Abracadabra Finance has tabled a proposal aimed at adjusting interest rates to mitigate the risk of bad debt stemming from an $18 million loan extended to Curve Finance founder Michael Egarov.
The proposal recommends a substantial interest rate hike on the loan, elevating it to 200% for two specific pools referred to as “cauldrons,” which contain CRV tokens owned by Michael Egarov.
While the current interest rate on Egarov’s $18 million loan stands at 18%, the protocol’s intent is to elevate it significantly to 200%, effectively forcing Egarov out of his position.
By implementing this adjustment, Abracadabra seeks to reduce its exposure to CRV tokens to a mere $5 million.
The interest rate adjustment proposed is not a sudden spike, but a deliberate diminishing structure. It begins at 200% and declines progressively as the loan is offset through the automated sale of CRV tokens.
The developers envision that this methodology will culminate in the loan’s complete repayment within a span of six months, channeling all returns into the Abracadabra treasury.
The proposal elucidates, “The dynamics of collateral-based interest ensure that all interest will be directly levied on the cauldron’s collateral. This will instantaneously funnel into the protocol’s treasury, bolstering the reserve factor of the DAO.”
It further adds, “We are of the view that this approach will mitigate the adverse impacts often linked with such positions, in contrast to a straightforward interest rate amplification.”
Big Whale Opposes Abracadabra Finance’s Proposal
The proposal initially garnered significant approval from the Abracadabra community.
As of 13:00 UTC on Wednesday, an overwhelming 99% of the votes were in favor of the proposal.
However, the tide turned after a significant player entered the voting scene. Earlier today, the entity known as masterofdisaster.eth voted against the proposal, wielding a hefty 10 billion SPELL tokens.
In the current scenario, a dominant 72% of votes stand against the proposal, while 27% remain in favor of the change.
A community member of Abracadabra, “0xthespaniard,” had earlier expressed apprehension regarding the risks inherent in such a sizable loan.
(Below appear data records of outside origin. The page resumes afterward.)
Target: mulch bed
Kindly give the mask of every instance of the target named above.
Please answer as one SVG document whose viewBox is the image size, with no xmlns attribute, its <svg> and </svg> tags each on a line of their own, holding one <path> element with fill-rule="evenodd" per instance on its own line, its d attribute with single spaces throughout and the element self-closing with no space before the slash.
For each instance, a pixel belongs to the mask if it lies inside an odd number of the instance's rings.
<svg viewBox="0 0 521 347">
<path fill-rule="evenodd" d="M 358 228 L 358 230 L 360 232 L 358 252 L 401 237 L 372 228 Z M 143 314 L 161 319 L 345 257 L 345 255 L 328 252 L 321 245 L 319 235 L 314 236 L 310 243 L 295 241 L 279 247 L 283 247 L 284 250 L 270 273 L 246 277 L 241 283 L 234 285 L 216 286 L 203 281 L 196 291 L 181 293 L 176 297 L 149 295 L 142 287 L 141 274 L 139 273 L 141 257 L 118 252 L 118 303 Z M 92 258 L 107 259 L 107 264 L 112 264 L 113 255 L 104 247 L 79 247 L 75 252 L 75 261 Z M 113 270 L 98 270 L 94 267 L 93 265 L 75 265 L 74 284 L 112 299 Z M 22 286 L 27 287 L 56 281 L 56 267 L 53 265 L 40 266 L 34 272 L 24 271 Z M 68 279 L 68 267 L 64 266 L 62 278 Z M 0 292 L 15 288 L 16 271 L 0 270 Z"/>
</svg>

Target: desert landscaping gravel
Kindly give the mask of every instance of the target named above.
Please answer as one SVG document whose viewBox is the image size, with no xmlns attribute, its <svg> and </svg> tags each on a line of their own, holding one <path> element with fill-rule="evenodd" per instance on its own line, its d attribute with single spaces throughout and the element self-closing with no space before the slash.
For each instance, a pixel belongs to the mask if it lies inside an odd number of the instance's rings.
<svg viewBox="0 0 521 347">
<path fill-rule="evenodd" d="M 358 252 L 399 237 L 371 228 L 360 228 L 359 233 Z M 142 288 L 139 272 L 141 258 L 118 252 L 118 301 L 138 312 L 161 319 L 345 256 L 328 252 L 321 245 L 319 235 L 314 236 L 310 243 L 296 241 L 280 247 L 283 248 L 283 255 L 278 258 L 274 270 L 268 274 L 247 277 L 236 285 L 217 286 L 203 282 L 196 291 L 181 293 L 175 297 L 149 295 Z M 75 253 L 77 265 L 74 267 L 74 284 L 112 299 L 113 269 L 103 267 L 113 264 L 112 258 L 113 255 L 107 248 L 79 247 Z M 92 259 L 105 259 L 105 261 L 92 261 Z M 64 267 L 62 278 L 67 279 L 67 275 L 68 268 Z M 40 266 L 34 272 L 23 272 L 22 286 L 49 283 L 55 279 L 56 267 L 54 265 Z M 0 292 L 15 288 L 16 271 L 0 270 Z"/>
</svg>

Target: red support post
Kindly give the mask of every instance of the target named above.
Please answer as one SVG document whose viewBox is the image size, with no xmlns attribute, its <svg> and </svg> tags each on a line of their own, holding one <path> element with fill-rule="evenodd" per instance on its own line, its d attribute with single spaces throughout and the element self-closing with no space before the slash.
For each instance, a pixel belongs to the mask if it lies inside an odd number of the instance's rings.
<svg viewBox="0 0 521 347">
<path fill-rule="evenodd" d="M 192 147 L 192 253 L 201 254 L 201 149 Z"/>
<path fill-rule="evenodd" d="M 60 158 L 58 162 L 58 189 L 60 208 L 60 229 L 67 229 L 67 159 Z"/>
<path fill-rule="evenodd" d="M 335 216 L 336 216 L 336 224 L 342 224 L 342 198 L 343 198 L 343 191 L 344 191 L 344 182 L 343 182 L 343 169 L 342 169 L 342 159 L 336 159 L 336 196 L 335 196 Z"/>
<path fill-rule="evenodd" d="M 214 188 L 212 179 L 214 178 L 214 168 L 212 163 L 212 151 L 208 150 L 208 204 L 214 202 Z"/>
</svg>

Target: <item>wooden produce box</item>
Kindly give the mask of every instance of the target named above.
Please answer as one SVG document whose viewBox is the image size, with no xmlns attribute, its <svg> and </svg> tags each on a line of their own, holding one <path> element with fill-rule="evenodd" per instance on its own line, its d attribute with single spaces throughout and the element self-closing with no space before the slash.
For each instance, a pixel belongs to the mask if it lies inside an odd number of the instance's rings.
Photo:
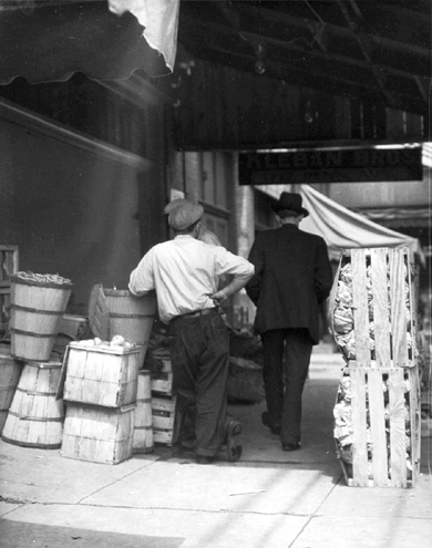
<svg viewBox="0 0 432 548">
<path fill-rule="evenodd" d="M 140 371 L 133 452 L 153 453 L 153 414 L 150 371 Z"/>
<path fill-rule="evenodd" d="M 68 403 L 61 456 L 119 464 L 132 456 L 135 405 L 106 409 Z"/>
<path fill-rule="evenodd" d="M 335 406 L 337 456 L 349 486 L 414 486 L 420 468 L 418 368 L 347 368 Z"/>
<path fill-rule="evenodd" d="M 160 360 L 162 364 L 161 371 L 156 376 L 152 378 L 151 387 L 152 393 L 162 395 L 173 395 L 173 369 L 171 360 Z"/>
<path fill-rule="evenodd" d="M 10 324 L 10 277 L 18 272 L 18 246 L 0 245 L 0 335 L 3 337 Z"/>
<path fill-rule="evenodd" d="M 350 366 L 416 365 L 415 293 L 414 260 L 408 248 L 342 252 L 329 322 Z"/>
<path fill-rule="evenodd" d="M 176 437 L 176 397 L 152 395 L 153 441 L 155 444 L 173 445 Z"/>
<path fill-rule="evenodd" d="M 71 342 L 64 361 L 64 401 L 105 407 L 136 402 L 140 350 L 101 349 Z"/>
</svg>

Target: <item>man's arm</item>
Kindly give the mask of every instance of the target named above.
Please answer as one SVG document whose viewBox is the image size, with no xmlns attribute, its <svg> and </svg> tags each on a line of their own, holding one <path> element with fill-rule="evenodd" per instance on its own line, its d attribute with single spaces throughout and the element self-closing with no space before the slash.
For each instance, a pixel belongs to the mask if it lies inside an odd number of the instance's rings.
<svg viewBox="0 0 432 548">
<path fill-rule="evenodd" d="M 261 281 L 263 281 L 263 272 L 264 272 L 264 252 L 261 246 L 261 238 L 259 235 L 250 248 L 248 260 L 255 267 L 255 273 L 251 277 L 250 281 L 246 286 L 246 293 L 254 304 L 257 304 L 259 299 L 259 293 L 261 291 Z"/>
<path fill-rule="evenodd" d="M 135 297 L 153 293 L 155 289 L 150 250 L 140 261 L 138 266 L 131 272 L 128 290 Z"/>
<path fill-rule="evenodd" d="M 228 286 L 212 294 L 212 299 L 214 300 L 215 304 L 224 304 L 224 302 L 226 302 L 229 297 L 244 288 L 253 276 L 254 271 L 246 276 L 235 276 L 234 279 L 228 283 Z"/>
</svg>

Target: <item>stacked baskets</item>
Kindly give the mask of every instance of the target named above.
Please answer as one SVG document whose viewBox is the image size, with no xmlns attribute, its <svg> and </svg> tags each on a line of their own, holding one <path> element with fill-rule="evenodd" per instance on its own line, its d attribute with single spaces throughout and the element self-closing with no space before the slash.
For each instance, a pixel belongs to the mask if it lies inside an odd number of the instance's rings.
<svg viewBox="0 0 432 548">
<path fill-rule="evenodd" d="M 10 355 L 22 371 L 2 431 L 8 443 L 61 446 L 63 402 L 55 400 L 61 363 L 51 352 L 71 290 L 71 280 L 58 275 L 11 277 Z"/>
</svg>

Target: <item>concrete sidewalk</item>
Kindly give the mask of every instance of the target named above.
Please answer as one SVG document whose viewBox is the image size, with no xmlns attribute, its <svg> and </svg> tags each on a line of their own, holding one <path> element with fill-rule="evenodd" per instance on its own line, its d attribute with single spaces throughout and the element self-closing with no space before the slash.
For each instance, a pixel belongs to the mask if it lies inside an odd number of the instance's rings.
<svg viewBox="0 0 432 548">
<path fill-rule="evenodd" d="M 265 404 L 230 405 L 244 455 L 197 465 L 157 447 L 116 466 L 0 442 L 1 546 L 148 548 L 407 548 L 432 538 L 431 438 L 414 488 L 347 487 L 332 409 L 339 354 L 315 355 L 299 452 L 261 425 Z"/>
</svg>

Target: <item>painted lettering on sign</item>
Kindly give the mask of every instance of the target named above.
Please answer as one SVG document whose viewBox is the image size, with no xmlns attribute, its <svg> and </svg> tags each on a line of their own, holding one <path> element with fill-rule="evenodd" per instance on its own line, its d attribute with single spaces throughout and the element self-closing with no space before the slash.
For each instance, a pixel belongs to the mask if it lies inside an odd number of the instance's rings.
<svg viewBox="0 0 432 548">
<path fill-rule="evenodd" d="M 240 153 L 240 185 L 419 180 L 421 147 Z"/>
</svg>

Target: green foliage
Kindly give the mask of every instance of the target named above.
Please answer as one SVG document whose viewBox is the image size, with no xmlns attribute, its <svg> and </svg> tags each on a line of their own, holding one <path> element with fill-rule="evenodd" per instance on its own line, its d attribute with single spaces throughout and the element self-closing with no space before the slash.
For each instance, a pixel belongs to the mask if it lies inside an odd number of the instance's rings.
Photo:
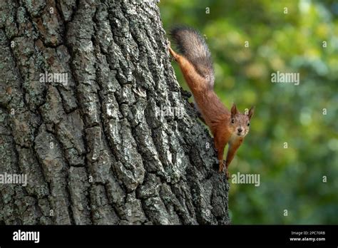
<svg viewBox="0 0 338 248">
<path fill-rule="evenodd" d="M 205 36 L 225 105 L 256 105 L 230 172 L 260 174 L 260 185 L 230 182 L 232 223 L 338 224 L 337 1 L 171 0 L 159 7 L 167 31 L 185 24 Z M 277 71 L 299 73 L 299 85 L 272 83 Z"/>
</svg>

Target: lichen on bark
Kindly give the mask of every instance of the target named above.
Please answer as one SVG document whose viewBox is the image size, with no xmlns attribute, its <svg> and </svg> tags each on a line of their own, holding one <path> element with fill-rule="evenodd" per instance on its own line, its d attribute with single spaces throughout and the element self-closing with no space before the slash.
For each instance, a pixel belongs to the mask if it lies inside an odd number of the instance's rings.
<svg viewBox="0 0 338 248">
<path fill-rule="evenodd" d="M 228 224 L 228 185 L 152 1 L 0 3 L 6 224 Z M 41 74 L 66 73 L 66 83 Z M 182 118 L 161 116 L 177 108 Z"/>
</svg>

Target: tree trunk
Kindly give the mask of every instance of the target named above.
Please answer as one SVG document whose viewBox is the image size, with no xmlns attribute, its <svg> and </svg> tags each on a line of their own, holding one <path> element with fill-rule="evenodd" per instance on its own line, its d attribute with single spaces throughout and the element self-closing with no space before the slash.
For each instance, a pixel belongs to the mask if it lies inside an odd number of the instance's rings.
<svg viewBox="0 0 338 248">
<path fill-rule="evenodd" d="M 0 11 L 0 224 L 229 223 L 228 185 L 155 3 Z"/>
</svg>

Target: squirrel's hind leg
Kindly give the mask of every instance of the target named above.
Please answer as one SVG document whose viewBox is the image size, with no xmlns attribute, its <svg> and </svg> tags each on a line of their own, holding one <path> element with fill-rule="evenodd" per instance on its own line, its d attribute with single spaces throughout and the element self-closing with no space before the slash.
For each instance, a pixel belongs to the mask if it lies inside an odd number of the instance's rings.
<svg viewBox="0 0 338 248">
<path fill-rule="evenodd" d="M 190 105 L 196 110 L 198 116 L 200 120 L 202 120 L 204 124 L 207 125 L 207 123 L 205 123 L 205 120 L 204 120 L 203 116 L 202 116 L 200 108 L 198 108 L 198 105 L 196 104 L 196 103 L 190 103 Z"/>
</svg>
In a post from June, this particular user recognized the importance of the 18% interest rate as a significant contributor to the protocol’s earnings. However, they also pinpointed the platform’s disproportionate downside risk.
The user had earlier expressed concerns, indicating that a potential liquidation could severely harm the Abracadabra protocol, especially considering the expected price repercussions on Curve’s decentralized exchange.
It’s worth noting that Curve Finance, a pivotal entity in the stablecoin exchange arena, recently underwent a security breach resulting in the loss of over $100 million in cryptocurrency assets.
This security lapse further caused a dip in the value of CRV tokens. Consequently, Michael Egorov’s significant holdings, estimated at $168 million, faced potential liquidation risks.